According to Cox’s Repair Order Volume Index, which is designed to provide a glimpse into service department performance at franchised dealerships in the U.S., was down six percent month over month from June and 9.8 percent year-over-year from July 2021. The average revenue generated per repair order also decreased by $4, reaching its lowest level since February, while Cox’s Repair Order Revenue Index for measuring service revenue was also down 0.7 percent from June and 10.7 percent year-over-year.
Cox Automotive Chief Economist Jonathan Smoke said the decline in dealership service appointments is due to parts shortages and increased wait times.
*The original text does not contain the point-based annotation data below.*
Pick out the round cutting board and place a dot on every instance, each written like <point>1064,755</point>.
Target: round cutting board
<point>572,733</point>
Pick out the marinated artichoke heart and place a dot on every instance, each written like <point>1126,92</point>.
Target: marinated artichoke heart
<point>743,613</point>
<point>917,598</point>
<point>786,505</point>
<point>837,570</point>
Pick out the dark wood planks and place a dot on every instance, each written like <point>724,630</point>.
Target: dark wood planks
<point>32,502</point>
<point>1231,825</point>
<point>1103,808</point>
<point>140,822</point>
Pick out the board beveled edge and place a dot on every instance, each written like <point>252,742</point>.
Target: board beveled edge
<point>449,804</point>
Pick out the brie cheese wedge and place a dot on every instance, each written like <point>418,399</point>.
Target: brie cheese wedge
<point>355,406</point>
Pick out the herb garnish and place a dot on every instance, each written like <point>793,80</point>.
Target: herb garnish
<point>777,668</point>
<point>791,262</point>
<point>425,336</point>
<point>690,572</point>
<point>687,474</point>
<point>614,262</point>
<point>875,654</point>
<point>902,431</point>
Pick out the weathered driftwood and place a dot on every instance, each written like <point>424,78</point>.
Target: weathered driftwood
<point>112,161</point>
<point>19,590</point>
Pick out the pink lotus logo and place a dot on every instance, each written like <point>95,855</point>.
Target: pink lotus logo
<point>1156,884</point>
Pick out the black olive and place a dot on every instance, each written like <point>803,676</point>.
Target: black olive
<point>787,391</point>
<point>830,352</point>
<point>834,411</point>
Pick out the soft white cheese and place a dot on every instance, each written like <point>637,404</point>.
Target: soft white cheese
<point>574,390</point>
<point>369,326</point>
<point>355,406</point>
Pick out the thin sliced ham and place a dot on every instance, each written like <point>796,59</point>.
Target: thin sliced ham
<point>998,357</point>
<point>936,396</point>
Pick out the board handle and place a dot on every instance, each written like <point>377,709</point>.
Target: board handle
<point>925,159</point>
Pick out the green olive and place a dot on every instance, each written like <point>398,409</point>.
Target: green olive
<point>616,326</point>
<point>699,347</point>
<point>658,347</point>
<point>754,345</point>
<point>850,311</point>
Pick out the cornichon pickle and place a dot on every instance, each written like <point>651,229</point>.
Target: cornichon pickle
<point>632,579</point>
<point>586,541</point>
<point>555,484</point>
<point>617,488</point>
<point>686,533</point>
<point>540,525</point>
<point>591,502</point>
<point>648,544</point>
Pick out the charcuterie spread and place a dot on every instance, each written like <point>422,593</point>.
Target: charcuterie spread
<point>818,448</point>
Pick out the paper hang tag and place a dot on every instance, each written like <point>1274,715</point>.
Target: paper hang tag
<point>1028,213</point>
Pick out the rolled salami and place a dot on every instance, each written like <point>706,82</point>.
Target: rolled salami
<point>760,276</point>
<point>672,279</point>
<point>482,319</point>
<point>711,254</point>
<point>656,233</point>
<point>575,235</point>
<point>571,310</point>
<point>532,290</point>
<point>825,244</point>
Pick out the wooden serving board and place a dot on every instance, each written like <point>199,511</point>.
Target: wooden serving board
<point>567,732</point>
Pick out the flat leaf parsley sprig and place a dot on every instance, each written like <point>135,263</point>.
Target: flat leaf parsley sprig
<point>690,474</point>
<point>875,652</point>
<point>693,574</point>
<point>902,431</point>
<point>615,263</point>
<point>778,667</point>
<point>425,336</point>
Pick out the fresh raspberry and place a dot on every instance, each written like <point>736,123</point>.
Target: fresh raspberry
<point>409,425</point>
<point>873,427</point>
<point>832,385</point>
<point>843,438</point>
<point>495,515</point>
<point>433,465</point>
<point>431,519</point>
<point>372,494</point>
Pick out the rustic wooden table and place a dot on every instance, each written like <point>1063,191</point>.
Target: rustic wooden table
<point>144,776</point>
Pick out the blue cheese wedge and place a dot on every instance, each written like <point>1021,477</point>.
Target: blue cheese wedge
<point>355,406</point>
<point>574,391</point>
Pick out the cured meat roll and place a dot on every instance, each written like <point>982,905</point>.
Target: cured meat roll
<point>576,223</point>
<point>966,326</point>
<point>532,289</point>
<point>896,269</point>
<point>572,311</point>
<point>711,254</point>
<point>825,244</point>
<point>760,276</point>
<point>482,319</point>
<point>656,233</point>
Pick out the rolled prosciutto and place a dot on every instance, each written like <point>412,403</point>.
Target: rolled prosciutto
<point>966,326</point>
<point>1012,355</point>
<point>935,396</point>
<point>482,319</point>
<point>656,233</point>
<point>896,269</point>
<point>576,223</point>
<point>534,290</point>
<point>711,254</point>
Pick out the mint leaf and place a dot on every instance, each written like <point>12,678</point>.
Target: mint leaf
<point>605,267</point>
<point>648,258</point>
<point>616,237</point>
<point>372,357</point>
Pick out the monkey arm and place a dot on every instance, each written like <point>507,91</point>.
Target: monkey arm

These less-than-ideal conditions are also leading some consumers to delay service appointments as long as possible.
“In speaking with dealers, I am hearing that this unexpected decline in service appointments observed in July Xtime data is likely related to their own capacity and labor challenges,” said Smoke. “This situation is creating wait times for consumers to get cars serviced.”
“Technician shortages limit capacity, and at the same time ongoing supply chain issues are impacting the delivery of some parts,” he added. “It is also a difficult time to get loaner or rental cars, and that may be creating an additional inconvenience. Consumers may be delaying service and repair appointments, hoping the situation will improve in the future.”
Cox is able to calculate dealership service data as its Xtime subsidiary provides software that helps auto dealers schedule service appointments, facilitating more than 10 million service appointments in the U.S. annually.